Яичница из гангстеров - Ричард Скотт Пратер 19 стр.


Сэмсон задвигал своей массивной челюстью:

 Вы видели синяк? На каком месте?

 Неважно.  Я усмехнулся.  Но можете мне поверить, Сара не стала бы убивать человека только за то, что он ее немного поцарапал. Не тот она тип. Скорее, ей это даже могло понравиться. Так что я решил внимательно присмотреться к Робин.

Робин говорила, что Джо не водился ни с какими девушками. Черта с два, еще как водился. И даже если вначале она об этом не знала, то позже, конечно, обнаружила. Она знала, что он проводил ночи с одной красоткой, и не сказала нам об этом только из-за нечистой совести. Она сообразила (и вероятно была права), что любой, кто узнал бы, что она сожительствует с Джо,  который вовсе ей не брат,  и что она обнаружила его измену, сразу бы увидел повод к убийству  самый древний и убедительный повод с тех пор, как Каин ухлопал Авеля. Другим ее мотивом могло быть желание  самой воспользоваться деньгами, которые Джо получил в результате шантажа. И наконец,  что показалось мне подозрительным,  стоило мне появиться, как Робин тут же старалась избавиться от Эдди. По той или иной причине она выставляла его, как только я приходил к ней с моими вопросами. Это могло ровно ничего не значить, но могло и означать, что она хотела обезопасить себя на случай, если я окажусь достаточно проницательным и начну задавать компрометирующие ее вопросы. Меньше всего ей хотелось, чтобы Кэш присутствовал при том, как я стану выпускать котов из мешка.

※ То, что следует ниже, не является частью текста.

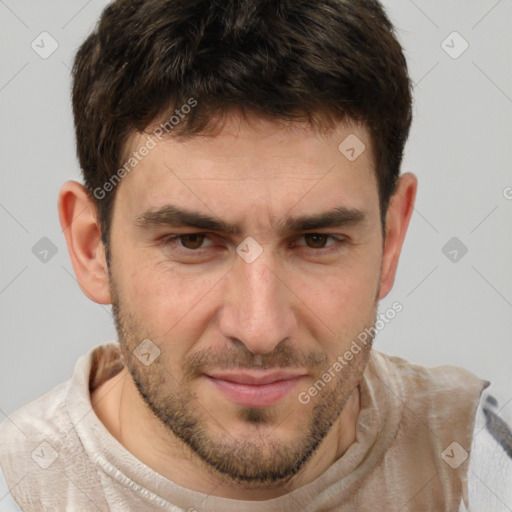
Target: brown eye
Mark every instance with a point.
(192, 241)
(316, 240)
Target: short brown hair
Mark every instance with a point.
(319, 61)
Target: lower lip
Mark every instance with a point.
(251, 395)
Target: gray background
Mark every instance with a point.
(460, 149)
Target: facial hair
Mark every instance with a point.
(257, 460)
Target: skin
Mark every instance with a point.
(298, 306)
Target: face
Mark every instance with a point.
(245, 327)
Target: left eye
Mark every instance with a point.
(318, 240)
(194, 241)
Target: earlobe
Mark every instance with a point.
(81, 227)
(397, 220)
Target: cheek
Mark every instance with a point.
(343, 300)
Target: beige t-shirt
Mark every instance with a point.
(413, 433)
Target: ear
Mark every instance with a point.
(397, 220)
(81, 227)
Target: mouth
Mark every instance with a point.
(256, 389)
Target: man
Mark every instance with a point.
(244, 214)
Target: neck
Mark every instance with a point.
(117, 402)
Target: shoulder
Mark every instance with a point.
(430, 382)
(490, 463)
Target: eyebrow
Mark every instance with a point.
(173, 216)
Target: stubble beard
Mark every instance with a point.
(259, 459)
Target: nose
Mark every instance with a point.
(257, 305)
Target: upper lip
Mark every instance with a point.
(256, 378)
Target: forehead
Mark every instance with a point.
(258, 166)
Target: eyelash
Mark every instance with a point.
(339, 241)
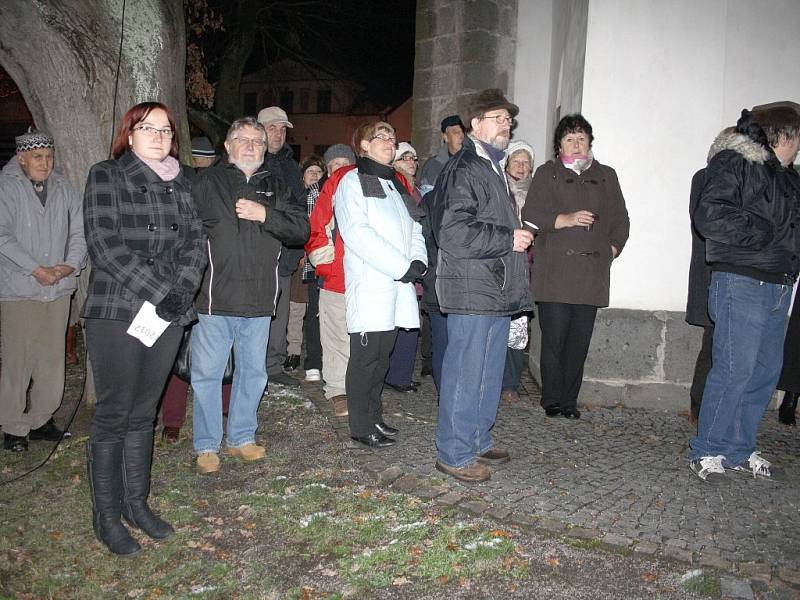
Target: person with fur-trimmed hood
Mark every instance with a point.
(481, 280)
(749, 212)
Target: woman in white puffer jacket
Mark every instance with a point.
(384, 254)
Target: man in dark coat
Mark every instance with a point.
(248, 214)
(482, 279)
(749, 212)
(699, 280)
(280, 161)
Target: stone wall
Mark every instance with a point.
(638, 358)
(462, 46)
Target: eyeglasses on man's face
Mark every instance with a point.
(154, 132)
(250, 142)
(500, 119)
(385, 137)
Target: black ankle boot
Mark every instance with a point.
(104, 462)
(136, 457)
(787, 409)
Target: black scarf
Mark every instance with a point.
(368, 166)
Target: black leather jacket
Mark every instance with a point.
(749, 213)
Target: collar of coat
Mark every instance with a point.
(139, 173)
(751, 151)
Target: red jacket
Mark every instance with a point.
(326, 257)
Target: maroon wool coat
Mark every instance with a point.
(572, 265)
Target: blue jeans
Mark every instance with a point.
(749, 317)
(472, 374)
(438, 345)
(212, 339)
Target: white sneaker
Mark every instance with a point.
(707, 465)
(756, 464)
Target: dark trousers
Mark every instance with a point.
(369, 361)
(425, 339)
(313, 358)
(515, 360)
(403, 357)
(566, 334)
(277, 344)
(790, 373)
(129, 377)
(438, 345)
(701, 368)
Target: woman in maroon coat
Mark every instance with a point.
(578, 207)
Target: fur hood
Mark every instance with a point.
(751, 151)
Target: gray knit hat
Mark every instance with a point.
(339, 151)
(33, 140)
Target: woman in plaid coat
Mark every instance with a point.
(145, 242)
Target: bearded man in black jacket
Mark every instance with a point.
(749, 215)
(248, 214)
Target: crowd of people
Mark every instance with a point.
(251, 262)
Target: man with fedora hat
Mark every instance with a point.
(280, 161)
(749, 215)
(482, 279)
(42, 250)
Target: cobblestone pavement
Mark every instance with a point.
(617, 475)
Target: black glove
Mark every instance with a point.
(173, 306)
(415, 271)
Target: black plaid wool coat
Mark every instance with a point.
(144, 238)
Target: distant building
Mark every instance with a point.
(324, 108)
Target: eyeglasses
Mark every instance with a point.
(153, 132)
(500, 119)
(250, 142)
(385, 137)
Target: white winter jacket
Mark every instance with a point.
(381, 240)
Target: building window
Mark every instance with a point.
(305, 93)
(287, 101)
(250, 103)
(323, 101)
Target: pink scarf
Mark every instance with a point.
(166, 169)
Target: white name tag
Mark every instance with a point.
(147, 326)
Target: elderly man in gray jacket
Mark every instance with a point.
(42, 250)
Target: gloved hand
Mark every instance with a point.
(415, 272)
(173, 306)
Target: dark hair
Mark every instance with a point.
(367, 131)
(571, 124)
(134, 116)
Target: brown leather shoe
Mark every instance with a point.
(248, 452)
(495, 456)
(339, 405)
(474, 473)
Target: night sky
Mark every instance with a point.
(369, 41)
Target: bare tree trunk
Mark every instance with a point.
(63, 56)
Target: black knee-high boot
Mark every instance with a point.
(787, 409)
(136, 459)
(104, 462)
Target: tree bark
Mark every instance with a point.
(63, 56)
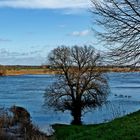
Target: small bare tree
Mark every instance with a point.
(119, 21)
(79, 86)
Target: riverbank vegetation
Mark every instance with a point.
(15, 124)
(125, 128)
(46, 69)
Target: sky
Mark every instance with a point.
(30, 29)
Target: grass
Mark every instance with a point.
(125, 128)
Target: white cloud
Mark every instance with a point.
(4, 40)
(81, 33)
(45, 3)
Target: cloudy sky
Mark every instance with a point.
(29, 29)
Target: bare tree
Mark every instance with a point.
(79, 86)
(119, 21)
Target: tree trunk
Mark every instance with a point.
(76, 113)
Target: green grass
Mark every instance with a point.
(125, 128)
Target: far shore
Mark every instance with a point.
(39, 71)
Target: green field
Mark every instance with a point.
(125, 128)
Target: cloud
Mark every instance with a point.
(4, 40)
(45, 3)
(81, 33)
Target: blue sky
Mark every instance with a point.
(29, 29)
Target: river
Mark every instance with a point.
(28, 91)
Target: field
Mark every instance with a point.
(125, 128)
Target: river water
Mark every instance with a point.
(28, 91)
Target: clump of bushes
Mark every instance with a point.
(15, 124)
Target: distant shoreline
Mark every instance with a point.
(14, 72)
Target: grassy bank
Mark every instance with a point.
(125, 128)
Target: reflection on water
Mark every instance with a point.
(28, 91)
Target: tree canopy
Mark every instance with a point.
(79, 86)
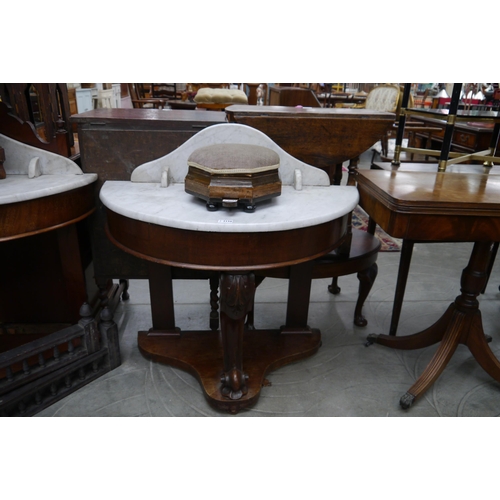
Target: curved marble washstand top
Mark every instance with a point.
(42, 191)
(307, 197)
(33, 173)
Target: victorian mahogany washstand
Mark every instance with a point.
(170, 228)
(435, 207)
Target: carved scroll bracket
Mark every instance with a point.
(237, 294)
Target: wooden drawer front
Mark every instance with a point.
(464, 139)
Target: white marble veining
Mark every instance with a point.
(173, 207)
(16, 188)
(34, 173)
(224, 133)
(18, 157)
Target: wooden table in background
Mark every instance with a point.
(432, 207)
(323, 137)
(113, 142)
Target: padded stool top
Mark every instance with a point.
(234, 159)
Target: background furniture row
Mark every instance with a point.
(463, 161)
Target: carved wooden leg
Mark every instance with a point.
(404, 269)
(366, 279)
(250, 324)
(439, 361)
(461, 323)
(425, 338)
(334, 287)
(237, 292)
(478, 344)
(214, 302)
(124, 285)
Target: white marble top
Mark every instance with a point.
(227, 133)
(16, 188)
(173, 207)
(34, 173)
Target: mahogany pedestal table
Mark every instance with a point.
(432, 207)
(168, 227)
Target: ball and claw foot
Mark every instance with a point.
(371, 339)
(406, 400)
(360, 320)
(125, 294)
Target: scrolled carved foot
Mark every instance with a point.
(234, 384)
(406, 400)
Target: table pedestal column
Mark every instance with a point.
(230, 364)
(460, 324)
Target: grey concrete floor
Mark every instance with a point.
(343, 379)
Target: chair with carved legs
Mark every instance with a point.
(358, 255)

Сэмсон извлек огромную спичку и поджег свою сигару.

 Я могу представить себе ее желание присвоить деньги,  сказал он между затяжками,  но кто сказал, что Джо водился с другими женщинами? И кто сказал, что Робин знала об его изменах?

 Я говорю. Вспомните, она же спала с ним. И не спрашивайте, откуда я знаю, что она знала. Поверьте мне на слово.  Я посмотрел на него, усмехаясь:  Он изменил ей. Я узнал это по некоторым царапинам. Но что она знала, это точно.

 Синяки. Царапины. Черт знает что.  Когда от Сэмсона что-нибудь ускользало, он начинал чертыхаться.

Я сказал:

 Дело об убийствах всецело ваше, Сэм. Раскрывайте его до конца. Все, кроме истории Джои-Робин-Мэддерн. У меня на то свои причины. Нет, нет, я не имею в виду ничего противозаконного. Пусть вездесущая рука закона вершит свое дело. Но просто смягчите, сгладьте этот угол, Сэм, хорошо?

Он кивнул своей крупной, седой головой.

 Сделаю все, что смогу, Шелл. Газеты и без того получат массу материала.

 Еще бы,  сказал я тихо, думая о юном, нетерпеливом человечке.  Каким сенсационным успехом это было бы для Келли.

Глава двадцатая

Комната 324. Я тихо постучал, и через пару минут внутри вспыхнул свет, и она открыла дверь и посмотрела на меня сквозь старомодные, в золотой оправе очки. На ней не было уже высоких туфель со шнурками, и в мягких домашних туфлях без каблуков и простом ситцевом халате она казалась ростом с мышку. И все равно я опять подумал, что она красивая.

 О, мистер Скотт!  воскликнула она.  Что-нибудь случилось?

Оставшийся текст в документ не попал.